Adding our support to call for regulatory clarity
Our friends at Memphis Meats and the North American Meat Institute (NAMI) have together written to President Donald J. Trump suggesting a path forward for the regulation of cultured meat in the United States.
Last month, our co-founder Prof Mark Post joined an expert roundtable at Harvard Law School to discuss a question that is generating growing interest: how will cultured meat be regulated?
The roundtable, which was organised by Chris Green of the Animal Law & Policy Program, was the first to address the regulatory concerns surrounding this brand new industry.
As the introduction of the first cultured meat products appears on the horizon, regulatory agencies around the world must determine how these new products will fit into their food safety and compliance programs.
But in the US, this discussion has become complicated by the existence of two federal agencies, both of which could potentially have jurisdiction.
The Food and Drug Administration (FDA) has expertise in assessing the safety of foods produced using culturing techniques, already overseeing products such as Quorn. But it is the US Department of Agriculture (USDA) that currently regulates meat and poultry.
Even though cultured meat production facilities will have little in common with livestock feedlots and slaughterhouses, some argue that their status as meat-producing facilities places them squarely under USDA’s control.
And so has arisen the question: which agency will be in charge?
In a joint letter sent to the White House last month, Memphis Meats and meat industry association NAMI suggest that the responsibilities should in fact be shared.

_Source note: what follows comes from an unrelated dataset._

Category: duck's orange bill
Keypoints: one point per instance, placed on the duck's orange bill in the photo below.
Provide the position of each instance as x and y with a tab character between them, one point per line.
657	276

Under the proposal, the FDA would oversee pre-market safety evaluations for cultured meat and, once pre-market safety has been established by the FDA, the USDA would take the lead in regulating cultured meat just as it regulates livestock meat.
As a company looking to sell to the US market in future, we think this approach makes a lot of sense.

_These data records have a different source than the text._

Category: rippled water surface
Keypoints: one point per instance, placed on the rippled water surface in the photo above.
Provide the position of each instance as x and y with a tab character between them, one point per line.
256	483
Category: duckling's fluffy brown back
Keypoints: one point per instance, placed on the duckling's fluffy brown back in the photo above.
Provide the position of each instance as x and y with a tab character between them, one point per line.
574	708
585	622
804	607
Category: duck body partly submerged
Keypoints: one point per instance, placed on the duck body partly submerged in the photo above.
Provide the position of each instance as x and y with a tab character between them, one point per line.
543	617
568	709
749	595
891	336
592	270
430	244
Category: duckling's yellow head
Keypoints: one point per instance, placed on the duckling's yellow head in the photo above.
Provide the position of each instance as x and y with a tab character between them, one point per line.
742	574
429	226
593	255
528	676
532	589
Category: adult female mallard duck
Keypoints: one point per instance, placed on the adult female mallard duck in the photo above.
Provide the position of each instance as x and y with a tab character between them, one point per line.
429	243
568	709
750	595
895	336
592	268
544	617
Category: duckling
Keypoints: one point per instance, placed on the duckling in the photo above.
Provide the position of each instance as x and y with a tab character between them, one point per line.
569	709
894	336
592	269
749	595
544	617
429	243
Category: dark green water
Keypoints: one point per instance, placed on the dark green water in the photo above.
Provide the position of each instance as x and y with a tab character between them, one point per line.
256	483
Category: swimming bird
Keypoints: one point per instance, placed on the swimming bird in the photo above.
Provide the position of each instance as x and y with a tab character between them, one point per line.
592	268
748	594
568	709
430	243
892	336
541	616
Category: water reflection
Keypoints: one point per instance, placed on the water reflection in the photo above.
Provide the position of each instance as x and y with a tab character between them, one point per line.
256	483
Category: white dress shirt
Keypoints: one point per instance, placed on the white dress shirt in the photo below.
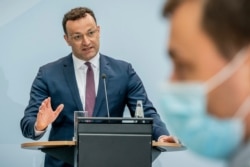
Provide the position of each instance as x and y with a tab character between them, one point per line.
80	72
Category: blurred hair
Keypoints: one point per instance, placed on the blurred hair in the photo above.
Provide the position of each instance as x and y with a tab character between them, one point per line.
75	14
225	21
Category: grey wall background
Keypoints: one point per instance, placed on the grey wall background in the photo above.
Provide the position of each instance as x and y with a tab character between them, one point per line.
31	35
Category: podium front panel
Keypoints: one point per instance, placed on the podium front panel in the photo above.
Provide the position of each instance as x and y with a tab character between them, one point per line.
114	145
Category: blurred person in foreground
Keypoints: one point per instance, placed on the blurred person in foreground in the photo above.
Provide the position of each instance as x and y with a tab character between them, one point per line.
207	100
62	87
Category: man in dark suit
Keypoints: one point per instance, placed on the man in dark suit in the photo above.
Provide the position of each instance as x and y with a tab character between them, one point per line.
62	87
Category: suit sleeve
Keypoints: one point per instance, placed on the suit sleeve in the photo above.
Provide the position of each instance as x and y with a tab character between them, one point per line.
37	94
136	91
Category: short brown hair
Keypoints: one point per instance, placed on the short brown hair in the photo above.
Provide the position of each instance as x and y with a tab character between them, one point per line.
225	21
75	14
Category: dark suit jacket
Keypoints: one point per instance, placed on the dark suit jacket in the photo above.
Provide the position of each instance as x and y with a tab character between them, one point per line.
57	80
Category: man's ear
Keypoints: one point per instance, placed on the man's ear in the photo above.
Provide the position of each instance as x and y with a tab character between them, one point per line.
67	39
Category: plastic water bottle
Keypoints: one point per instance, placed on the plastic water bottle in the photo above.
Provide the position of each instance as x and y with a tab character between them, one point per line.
139	112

As the letter points out, existing law, practice and precedent demonstrate that both agencies have roles to play in regulating cultured meat. And the proposed division of responsibilities plays into the respective strengths and experience of the agencies, harnessing the FDA’s expertise in cell culture technology and the USDA’s longstanding role in inspecting meat products.
As Tom Mastrobuoni, Chief Financial Officer at Tyson New Ventures, pointed out at The Good Food Conference this week, ultimately it’s up to the two agencies to decide the regulatory framework, and in fact they’re already doing so.
They have long histories of working together to ensure consumer safety and inspire public trust in new food products. We hope this joint letter offers a pathway forward for an effective collaboration by the two agencies in regulating cultured meat.